Background: Type 2 cytokine-related immune responses associated with development of antigen-specific IgE antibodies can contribute to pathology in patients with allergic diseases and to fatal anaphylaxis. However, recent findings in mice indicate that IgE also can enhance defense against honeybee venom.
Objective: We tested whether IgE antibodies, IgE-dependent effector mechanisms, and a local anaphylactic reaction to an unrelated antigen can enhance defense against Russell viper venom (RVV) and determined whether such responses can be influenced by immunization protocol or mouse strain.
Methods: We compared the resistance of RVV-immunized wild-type, IgE-deficient, and Fcer1a-deficient mice after injection of a potentially lethal dose of RVV.
Results: A single prior exposure to RVV enhanced the ability of wild-type mice, but not mice lacking IgE or functional FcεRI, to survive challenge with a potentially lethal amount of RVV. Moreover, IgE-dependent local passive cutaneous anaphylaxis in response to challenge with an antigen not naturally present in RVV significantly enhanced resistance to the venom. Finally, we observed different effects on resistance to RVV or honeybee venom in BALB/c versus C57BL/6 mice that had received a second exposure to that venom before challenge with a high dose of that venom.
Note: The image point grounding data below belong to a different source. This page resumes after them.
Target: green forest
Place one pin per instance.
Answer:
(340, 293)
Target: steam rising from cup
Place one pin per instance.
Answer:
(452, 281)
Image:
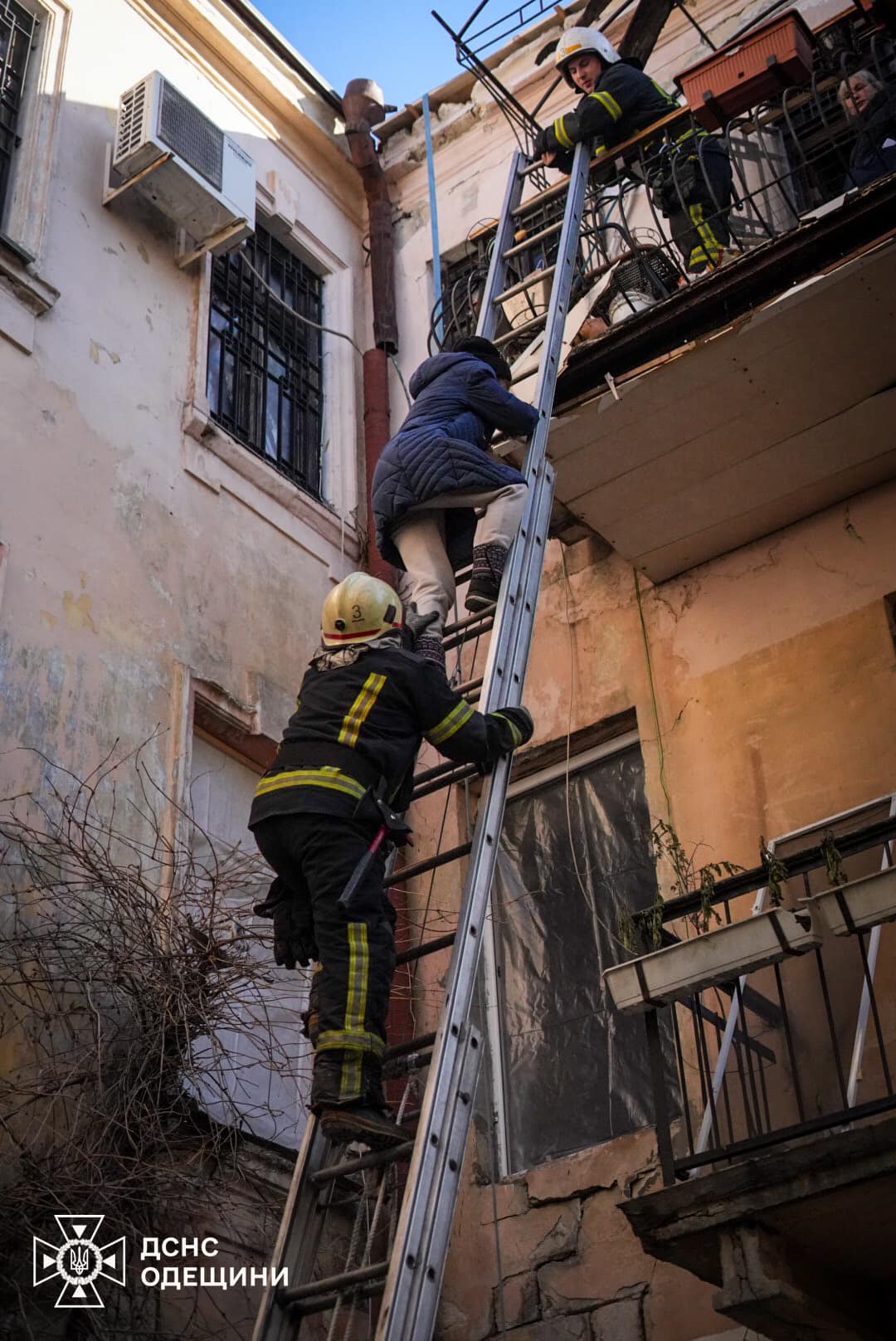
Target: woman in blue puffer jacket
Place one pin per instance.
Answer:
(436, 470)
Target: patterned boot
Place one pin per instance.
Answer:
(428, 646)
(485, 583)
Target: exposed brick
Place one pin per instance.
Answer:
(609, 1264)
(620, 1321)
(554, 1329)
(521, 1301)
(601, 1167)
(541, 1236)
(511, 1197)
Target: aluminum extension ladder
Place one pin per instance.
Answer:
(412, 1249)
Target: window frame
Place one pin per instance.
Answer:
(255, 334)
(491, 990)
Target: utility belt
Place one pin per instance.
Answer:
(326, 754)
(678, 178)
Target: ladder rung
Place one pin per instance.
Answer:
(461, 625)
(428, 947)
(413, 1045)
(533, 241)
(521, 330)
(530, 168)
(421, 868)
(467, 635)
(337, 1284)
(537, 202)
(528, 282)
(319, 1304)
(363, 1162)
(448, 779)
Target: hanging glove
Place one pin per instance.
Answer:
(507, 729)
(415, 625)
(293, 925)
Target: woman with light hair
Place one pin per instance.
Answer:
(869, 104)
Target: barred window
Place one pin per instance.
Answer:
(17, 28)
(265, 365)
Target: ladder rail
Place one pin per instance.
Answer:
(413, 1282)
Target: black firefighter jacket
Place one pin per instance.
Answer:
(358, 723)
(624, 102)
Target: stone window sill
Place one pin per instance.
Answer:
(23, 296)
(219, 461)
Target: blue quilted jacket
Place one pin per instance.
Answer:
(443, 446)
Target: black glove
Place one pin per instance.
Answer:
(417, 624)
(293, 925)
(509, 729)
(542, 145)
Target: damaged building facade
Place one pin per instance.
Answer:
(711, 676)
(713, 652)
(183, 467)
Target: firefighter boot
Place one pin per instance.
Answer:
(485, 583)
(361, 1119)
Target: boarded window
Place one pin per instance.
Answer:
(574, 855)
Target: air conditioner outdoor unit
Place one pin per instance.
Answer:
(180, 160)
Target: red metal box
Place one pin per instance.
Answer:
(750, 70)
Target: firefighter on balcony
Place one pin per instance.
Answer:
(691, 181)
(343, 774)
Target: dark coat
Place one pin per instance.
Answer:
(443, 446)
(872, 157)
(624, 102)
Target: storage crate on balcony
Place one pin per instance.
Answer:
(750, 70)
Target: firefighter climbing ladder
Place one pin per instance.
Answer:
(411, 1270)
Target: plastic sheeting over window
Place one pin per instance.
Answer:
(573, 856)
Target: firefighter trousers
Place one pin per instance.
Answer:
(700, 230)
(315, 856)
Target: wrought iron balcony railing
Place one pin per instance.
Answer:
(801, 152)
(805, 1041)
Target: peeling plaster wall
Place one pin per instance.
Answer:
(132, 549)
(774, 670)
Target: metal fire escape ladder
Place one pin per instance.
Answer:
(413, 1266)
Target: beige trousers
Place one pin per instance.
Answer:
(420, 541)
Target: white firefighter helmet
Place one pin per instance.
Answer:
(361, 607)
(580, 41)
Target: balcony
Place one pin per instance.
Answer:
(774, 1096)
(698, 413)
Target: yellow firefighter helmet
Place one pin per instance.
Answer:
(361, 607)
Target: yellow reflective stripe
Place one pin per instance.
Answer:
(350, 1040)
(560, 130)
(454, 720)
(667, 95)
(326, 777)
(358, 711)
(609, 104)
(356, 1005)
(709, 239)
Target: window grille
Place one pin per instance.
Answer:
(17, 28)
(265, 365)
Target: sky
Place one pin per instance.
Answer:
(397, 43)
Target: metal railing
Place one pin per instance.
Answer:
(765, 1058)
(786, 158)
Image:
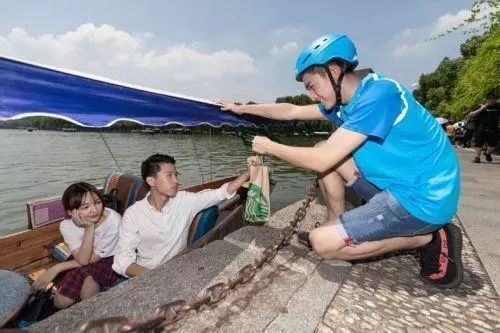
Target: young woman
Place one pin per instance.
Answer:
(91, 233)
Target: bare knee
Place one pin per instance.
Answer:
(325, 242)
(89, 288)
(62, 302)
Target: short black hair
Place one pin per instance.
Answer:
(151, 165)
(490, 95)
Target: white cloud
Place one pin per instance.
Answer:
(285, 48)
(449, 21)
(109, 52)
(405, 49)
(418, 41)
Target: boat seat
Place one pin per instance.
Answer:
(126, 188)
(202, 223)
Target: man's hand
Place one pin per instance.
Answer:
(44, 279)
(229, 106)
(260, 144)
(253, 161)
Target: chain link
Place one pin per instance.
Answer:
(169, 313)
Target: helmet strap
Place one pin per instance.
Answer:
(336, 85)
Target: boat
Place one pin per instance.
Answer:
(29, 251)
(29, 89)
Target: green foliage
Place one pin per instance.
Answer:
(435, 89)
(479, 77)
(457, 86)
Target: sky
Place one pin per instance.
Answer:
(222, 49)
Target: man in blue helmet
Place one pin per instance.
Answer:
(388, 148)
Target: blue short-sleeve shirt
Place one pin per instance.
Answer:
(406, 153)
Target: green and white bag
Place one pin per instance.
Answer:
(258, 205)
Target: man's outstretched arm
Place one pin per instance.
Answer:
(278, 111)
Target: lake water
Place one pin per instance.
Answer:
(39, 164)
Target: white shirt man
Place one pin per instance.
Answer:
(150, 238)
(155, 229)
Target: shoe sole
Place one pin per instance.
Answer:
(456, 234)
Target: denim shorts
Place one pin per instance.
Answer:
(380, 218)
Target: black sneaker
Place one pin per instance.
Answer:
(441, 259)
(303, 238)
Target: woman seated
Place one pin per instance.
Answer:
(91, 233)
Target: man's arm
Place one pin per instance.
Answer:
(279, 111)
(320, 159)
(125, 253)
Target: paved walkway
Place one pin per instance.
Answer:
(299, 292)
(386, 295)
(479, 210)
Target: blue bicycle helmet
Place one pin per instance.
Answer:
(325, 49)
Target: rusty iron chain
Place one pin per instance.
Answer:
(171, 312)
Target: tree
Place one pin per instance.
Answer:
(479, 77)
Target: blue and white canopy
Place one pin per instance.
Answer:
(32, 90)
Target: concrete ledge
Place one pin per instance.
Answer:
(386, 295)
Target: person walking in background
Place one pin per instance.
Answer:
(469, 125)
(450, 132)
(486, 131)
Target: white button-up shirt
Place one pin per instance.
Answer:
(150, 238)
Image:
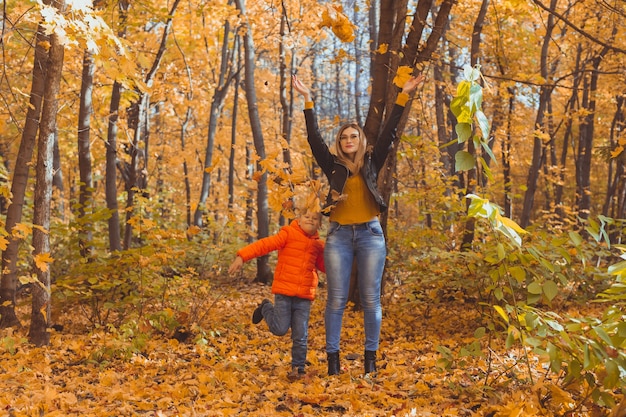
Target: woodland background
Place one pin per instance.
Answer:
(142, 143)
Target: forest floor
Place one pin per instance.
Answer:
(242, 369)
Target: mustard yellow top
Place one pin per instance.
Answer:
(358, 204)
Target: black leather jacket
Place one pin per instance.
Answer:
(338, 173)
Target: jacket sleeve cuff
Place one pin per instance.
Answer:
(402, 99)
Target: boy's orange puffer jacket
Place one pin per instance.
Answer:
(299, 257)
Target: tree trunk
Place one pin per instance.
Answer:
(217, 102)
(264, 273)
(57, 180)
(20, 180)
(40, 315)
(538, 148)
(138, 168)
(586, 132)
(615, 181)
(115, 241)
(85, 236)
(233, 134)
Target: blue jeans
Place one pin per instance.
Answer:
(366, 242)
(290, 312)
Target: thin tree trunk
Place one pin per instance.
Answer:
(41, 302)
(217, 102)
(138, 168)
(614, 180)
(264, 273)
(586, 132)
(538, 148)
(115, 241)
(8, 284)
(85, 236)
(506, 156)
(57, 179)
(233, 135)
(568, 133)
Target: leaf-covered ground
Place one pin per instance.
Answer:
(242, 370)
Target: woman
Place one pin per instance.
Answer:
(353, 205)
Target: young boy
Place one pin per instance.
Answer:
(300, 255)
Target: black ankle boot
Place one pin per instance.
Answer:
(333, 363)
(370, 361)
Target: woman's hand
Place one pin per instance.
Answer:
(301, 88)
(411, 84)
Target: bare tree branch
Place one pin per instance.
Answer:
(579, 30)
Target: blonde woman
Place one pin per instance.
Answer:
(353, 204)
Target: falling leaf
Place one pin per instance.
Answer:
(193, 230)
(617, 151)
(333, 18)
(257, 176)
(383, 48)
(402, 75)
(42, 260)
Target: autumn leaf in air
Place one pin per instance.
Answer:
(402, 75)
(333, 18)
(42, 260)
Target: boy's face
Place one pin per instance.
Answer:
(310, 222)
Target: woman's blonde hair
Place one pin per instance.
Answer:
(353, 166)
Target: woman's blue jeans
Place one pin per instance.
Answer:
(290, 312)
(344, 243)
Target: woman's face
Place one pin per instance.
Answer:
(349, 141)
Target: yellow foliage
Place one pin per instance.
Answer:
(617, 151)
(42, 260)
(21, 230)
(383, 48)
(402, 75)
(342, 27)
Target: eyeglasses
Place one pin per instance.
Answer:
(353, 137)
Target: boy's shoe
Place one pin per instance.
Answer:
(295, 374)
(257, 315)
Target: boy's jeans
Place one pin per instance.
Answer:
(366, 242)
(290, 312)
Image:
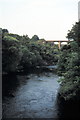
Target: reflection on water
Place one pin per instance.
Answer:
(31, 96)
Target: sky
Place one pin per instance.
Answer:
(49, 19)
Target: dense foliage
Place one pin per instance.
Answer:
(20, 53)
(69, 66)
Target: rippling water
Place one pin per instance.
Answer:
(34, 97)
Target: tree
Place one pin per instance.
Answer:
(35, 38)
(74, 33)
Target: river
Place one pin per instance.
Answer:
(34, 96)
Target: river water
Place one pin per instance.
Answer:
(34, 96)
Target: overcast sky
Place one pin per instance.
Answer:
(49, 19)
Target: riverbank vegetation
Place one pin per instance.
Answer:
(69, 66)
(21, 53)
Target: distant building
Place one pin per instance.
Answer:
(79, 11)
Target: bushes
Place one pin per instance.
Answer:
(21, 52)
(69, 68)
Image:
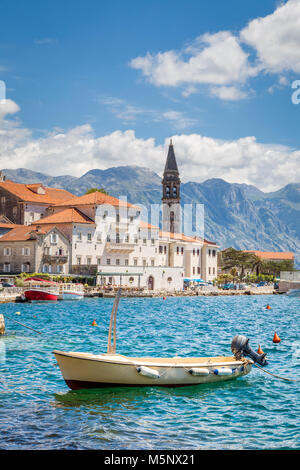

Conclusion: These observations illustrate the potential benefit of IgE-dependent effector mechanisms in acquired host defense against venoms. The extent to which type 2 immune responses against venoms can decrease pathology associated with envenomation seems to be influenced by the type of venom, the frequency of venom exposure, and the genetic background of the host.
Keywords: Acquired resistance; Daboia russelii; FcεRIα; IgE; Russell viper; allergy; honeybee; mast cells; toxin hypothesis; type 2 immunity; venom.